One more thing, there is also some articles about Chinese food at this blog http://blog.chinesehour.com/, please have a look
:)
Yum!
Very nice-looking cookies. I like the almond on top.
Mmmm
My question is who has time to bake cookies before breakfast?! These look good - I always liked the almond cookies better than the fortune cookies.

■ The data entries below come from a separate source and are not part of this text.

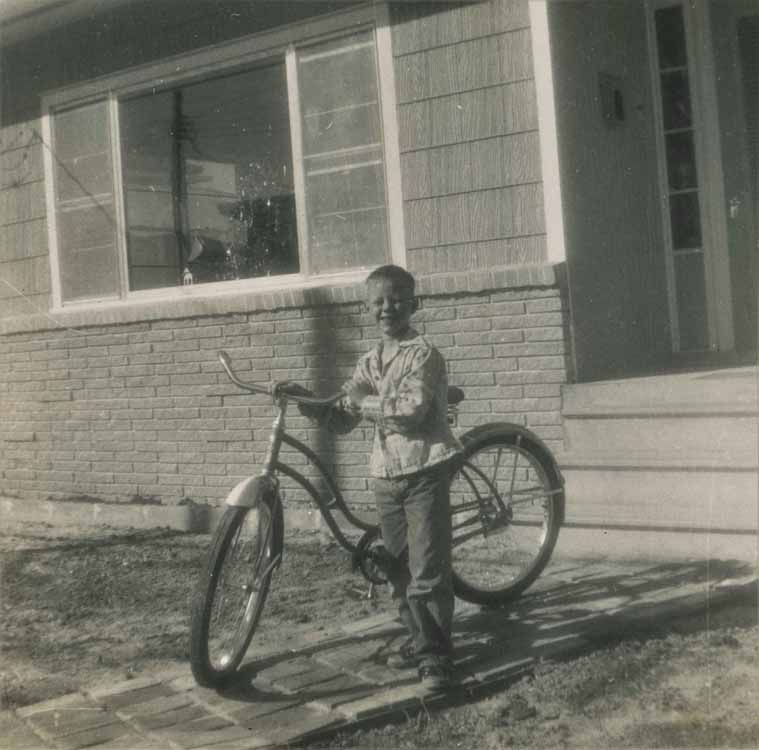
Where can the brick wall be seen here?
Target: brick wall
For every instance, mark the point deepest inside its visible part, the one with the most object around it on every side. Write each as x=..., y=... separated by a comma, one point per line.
x=143, y=409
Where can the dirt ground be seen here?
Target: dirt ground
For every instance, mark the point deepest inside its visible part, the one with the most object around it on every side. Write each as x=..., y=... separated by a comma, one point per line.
x=86, y=607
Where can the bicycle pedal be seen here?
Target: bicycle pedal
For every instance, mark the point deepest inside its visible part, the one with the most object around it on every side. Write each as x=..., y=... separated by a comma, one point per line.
x=354, y=592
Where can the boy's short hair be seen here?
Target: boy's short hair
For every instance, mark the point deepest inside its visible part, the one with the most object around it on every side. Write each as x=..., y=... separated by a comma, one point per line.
x=394, y=274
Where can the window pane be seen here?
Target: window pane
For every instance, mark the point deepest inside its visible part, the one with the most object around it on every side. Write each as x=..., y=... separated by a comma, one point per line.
x=84, y=203
x=343, y=156
x=670, y=37
x=208, y=181
x=691, y=304
x=681, y=161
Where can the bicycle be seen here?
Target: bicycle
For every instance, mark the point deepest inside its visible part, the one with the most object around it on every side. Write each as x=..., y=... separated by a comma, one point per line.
x=506, y=516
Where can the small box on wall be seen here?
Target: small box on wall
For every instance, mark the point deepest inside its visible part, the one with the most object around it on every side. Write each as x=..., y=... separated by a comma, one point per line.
x=612, y=98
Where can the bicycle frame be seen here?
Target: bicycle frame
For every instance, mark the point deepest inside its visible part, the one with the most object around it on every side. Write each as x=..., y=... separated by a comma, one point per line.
x=249, y=491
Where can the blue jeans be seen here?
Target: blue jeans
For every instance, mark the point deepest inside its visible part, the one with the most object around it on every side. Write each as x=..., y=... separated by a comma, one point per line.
x=415, y=519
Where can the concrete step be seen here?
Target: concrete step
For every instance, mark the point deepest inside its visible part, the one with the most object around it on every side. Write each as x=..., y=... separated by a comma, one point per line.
x=701, y=500
x=730, y=391
x=676, y=434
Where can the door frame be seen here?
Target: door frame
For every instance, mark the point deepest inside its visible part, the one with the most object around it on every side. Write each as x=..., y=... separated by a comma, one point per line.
x=712, y=201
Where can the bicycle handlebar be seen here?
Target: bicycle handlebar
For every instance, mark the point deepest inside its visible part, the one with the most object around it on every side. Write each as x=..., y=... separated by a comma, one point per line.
x=292, y=391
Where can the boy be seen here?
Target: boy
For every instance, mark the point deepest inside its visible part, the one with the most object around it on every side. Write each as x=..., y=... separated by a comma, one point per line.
x=401, y=385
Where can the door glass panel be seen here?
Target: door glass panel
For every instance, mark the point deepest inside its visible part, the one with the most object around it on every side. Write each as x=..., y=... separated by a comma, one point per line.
x=681, y=161
x=686, y=221
x=676, y=100
x=682, y=185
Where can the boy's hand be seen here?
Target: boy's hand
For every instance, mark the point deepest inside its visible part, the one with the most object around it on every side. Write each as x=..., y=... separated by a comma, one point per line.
x=314, y=413
x=355, y=393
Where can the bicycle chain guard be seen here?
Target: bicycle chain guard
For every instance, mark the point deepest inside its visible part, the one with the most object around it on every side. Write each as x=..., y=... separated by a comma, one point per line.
x=371, y=557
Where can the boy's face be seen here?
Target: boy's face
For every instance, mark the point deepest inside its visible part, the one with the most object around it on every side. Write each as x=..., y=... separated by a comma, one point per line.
x=392, y=306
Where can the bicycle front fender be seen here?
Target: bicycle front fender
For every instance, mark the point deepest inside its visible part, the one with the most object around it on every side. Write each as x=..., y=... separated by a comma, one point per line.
x=250, y=492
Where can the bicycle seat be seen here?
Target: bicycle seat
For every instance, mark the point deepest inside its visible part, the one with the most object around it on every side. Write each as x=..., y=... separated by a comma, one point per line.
x=455, y=395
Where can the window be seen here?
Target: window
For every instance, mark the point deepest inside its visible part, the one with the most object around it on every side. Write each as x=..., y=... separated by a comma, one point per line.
x=271, y=169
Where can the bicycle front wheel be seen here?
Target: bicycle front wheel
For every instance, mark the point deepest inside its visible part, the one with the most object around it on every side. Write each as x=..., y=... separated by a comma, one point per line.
x=506, y=505
x=230, y=597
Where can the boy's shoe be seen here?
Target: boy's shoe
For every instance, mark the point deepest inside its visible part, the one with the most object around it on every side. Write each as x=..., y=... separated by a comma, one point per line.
x=404, y=658
x=439, y=676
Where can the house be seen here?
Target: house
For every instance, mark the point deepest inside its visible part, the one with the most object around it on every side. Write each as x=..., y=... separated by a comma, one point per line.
x=575, y=185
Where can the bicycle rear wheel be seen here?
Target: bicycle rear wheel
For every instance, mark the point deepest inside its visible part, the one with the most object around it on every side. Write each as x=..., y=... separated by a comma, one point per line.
x=506, y=504
x=229, y=599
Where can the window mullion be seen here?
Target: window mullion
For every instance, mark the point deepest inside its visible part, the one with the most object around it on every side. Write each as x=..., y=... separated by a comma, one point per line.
x=299, y=179
x=118, y=195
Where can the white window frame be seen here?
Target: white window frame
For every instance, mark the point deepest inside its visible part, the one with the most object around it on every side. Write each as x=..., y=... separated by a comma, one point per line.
x=281, y=43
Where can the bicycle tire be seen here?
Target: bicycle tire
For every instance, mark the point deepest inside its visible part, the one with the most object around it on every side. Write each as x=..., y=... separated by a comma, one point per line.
x=508, y=512
x=244, y=552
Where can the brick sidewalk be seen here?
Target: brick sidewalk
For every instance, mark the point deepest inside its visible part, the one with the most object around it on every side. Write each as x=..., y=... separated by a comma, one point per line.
x=338, y=679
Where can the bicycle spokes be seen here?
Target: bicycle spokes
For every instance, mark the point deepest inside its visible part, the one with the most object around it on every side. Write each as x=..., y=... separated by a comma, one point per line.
x=501, y=501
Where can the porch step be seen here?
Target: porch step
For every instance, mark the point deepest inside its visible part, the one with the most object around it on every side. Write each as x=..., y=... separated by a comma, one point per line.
x=732, y=391
x=675, y=452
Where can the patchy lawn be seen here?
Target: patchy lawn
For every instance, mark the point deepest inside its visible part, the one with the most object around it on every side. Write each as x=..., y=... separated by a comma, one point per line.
x=86, y=607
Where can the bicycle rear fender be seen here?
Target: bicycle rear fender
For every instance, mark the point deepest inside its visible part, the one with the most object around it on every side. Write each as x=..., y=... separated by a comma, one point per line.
x=482, y=432
x=249, y=492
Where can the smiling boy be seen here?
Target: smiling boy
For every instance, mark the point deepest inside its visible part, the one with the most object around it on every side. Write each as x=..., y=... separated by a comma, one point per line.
x=401, y=385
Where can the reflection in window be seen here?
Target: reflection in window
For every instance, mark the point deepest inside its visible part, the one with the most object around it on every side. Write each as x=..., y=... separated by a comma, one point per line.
x=84, y=206
x=208, y=184
x=208, y=181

Hillary - I have an erratic
Hillary - I have an erratic work schedule. Sometimes I make cookies at 10pm after an exhausting day. Baking can be a sanity saver.
carrefour flours
hi diana, love your blog! i also live in china (chengdu, foodie heaven), where we also have carrefour, and where my curiosity has often been sparked by the many mysterious flours on offer that you mentioned in this post. so, perhaps you might be able to answer me, what on earth are they used for, given that there doesn't seem to be much of a home-baking tradition here? most people don't have ovens, so where does all the flour go?! thanks in advance...
Hi, I haven't tried this
Hi, I haven't tried this yet, but I have a question.
Would replacing the castor sugar with regular sugar yield the same results?
Also, do you buy ground almond or do you do it yourself?